After a day of cultural sites the day before, on Thursday, July 7th we rode around the French countryside. Our guide worked hard to avoid major roads which we would have had to share with speeding trucks and cars.
I was glad to have my bike helmut, my padded bike gloves, my bike saddle with its "anatomic pressure release," and my camelback backpack. Many of those in our group ran out of water during some of our longer, hotter riding days. I kept sipping on my camelback all day long, using my water bottle only at lunch time.

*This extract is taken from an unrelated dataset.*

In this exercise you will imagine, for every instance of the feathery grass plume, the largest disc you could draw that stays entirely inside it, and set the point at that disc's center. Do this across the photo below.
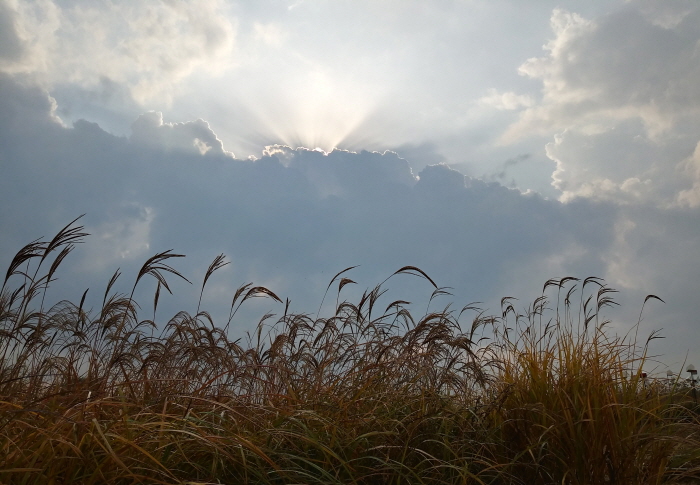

We rode from the lock at Melun to the lock at Evry, a suburb of Paris. It's less than 20 miles as the crow flies. But we rode first to Vaux-le-Vicomte, a chateau built by Louis XIV's finance minister. When Louis visited, he was outraged that one of his employees could build a home more lavish than his own. So he imprisoned the man for the rest of his life, hiring the same architect to build his own palace at Versailles. We peaked through the fence at the chateau, and then headed back towards Melun along the sycamore lined drive, in search of roads less traveled.
Much of our route was along the Seine, next to beautiful retreats for the residents of Paris. We picnicked in front of one that was for sale. John waded into the river, skipping rocks.
John, In-Seine, his sister Beth suggested I should entitle this photo.
Again, only one photo allowed. I'll try again later.